Начало службы возвращает мои блуждающие мысли. Затем к своему изумлению я обнаруживаю, что втягивал носом, в глаза и в горло сильный вид невидимого нюхательного табака и продолжаю это делать. Я моргаю, чихаю и кашляю. Клерк чихает; священник моргает; невидимый органист чихает и кашляет (и, вероятно, моргает); вся наша маленькая компания моргает, чихает и кашляет. Табак этот, кажется, состоит из тлена циновок, дерева, ткани, камня, железа, земли и чего-то еще. Неужели это «что-то еще» — тлен мертвых горожан в склепах подо мной? Верно как смерть, так оно и есть! Не только в холодный, сырой февральский день мы кашляем и чихаем мертвыми горожанами на протяжении всей службы, но мертвые горожане забрались в самые мехи органа и наполовину задушили их. Мы топаем ногами, чтобы согреться, и мертвые горожане поднимаются тяжелыми тучами. Мертвые горожане прилипают к стенам и лежат разложившейся пылью на звуковом экране над головой священника, а когда дует порыв ветра, падают на него сверху.

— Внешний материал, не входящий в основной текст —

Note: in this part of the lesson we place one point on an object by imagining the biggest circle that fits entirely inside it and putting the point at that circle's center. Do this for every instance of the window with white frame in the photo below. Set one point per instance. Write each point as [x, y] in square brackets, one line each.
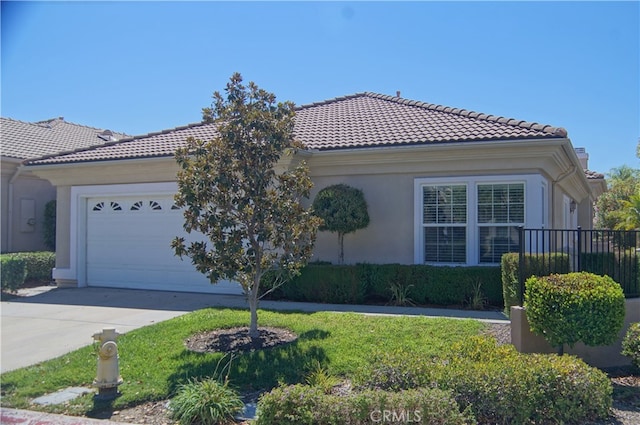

В этот первый раз меня так тошнило от избытка табака, состоящего из семейства Даугайт, ветви Компортов и прочих семейств и ответвлений, что я почти не обращал внимания на то, как уныло мы плетемся сквозь службу; на манеру бодрого клерка ободрять нас взять ту или иную ноту во время псалмопения; на манеру прихожан на хорах наслаждаться пронзительным дуэтом без всякого понятия о ритме и мелодии; на манеру бледно-коричневого человека запирать министра в кафедре и с особым тщанием возиться с замком двери, словно тот был опасным животным. Но в следующее воскресенье я попробовал снова и вскоре привык к мертвым горожанам, когда обнаружил, что среди церквей Сити мне никак не обойтись без них.
Другое воскресенье.
После того как в меня снова звонили разногласящие колокола, словно в баранью ногу или кружевную шляпу столетней давности, я выбираю церковь, странно запрятанную в углу среди множества переулков — церковь меньше предыдущей и уродливую, примерно времен правления королевы Анны. В качестве прихожан нас насчитывается четырнадцать человек: не считая истощенной благотворительной школы на хорах, которая сократилась до четырех мальчиков и двух девочек. В паперти находится пожертвование в виде буханок хлеба, за которыми в истощенной общине, похоже, некому прийти, и которые, когда я проходил внутрь, истощенный бидл, давно утративший свой мундир, ел глазами за себя и всю семью. Имеется также истощенный клерк в буром парике, а две-три истощенные двери и окна были заложены кирпичом, богослужебные книги заплесневели, подушки кафедры протерлись, и все церковное убранство находится в весьма запущенном состоянии. Мы — три старухи (постоянные прихожанки), двое молодых влюбленных (случайных), двое лавочников (один с женой, другой один), тетя и племянник, снова две девочки (эти две девочки, разодетые в церковь так, что все на них висит мягким там, где должно быть накрахмалено, и наоборот, — неизменный элемент опыта) и три хихикающих мальчика. Священник, пожалуй, является капелланом какой-нибудь гильдии; у него влажный и винный вид, а также луковичные сапоги человека, знакомого с порвейном 1820 года и кометными винтажами.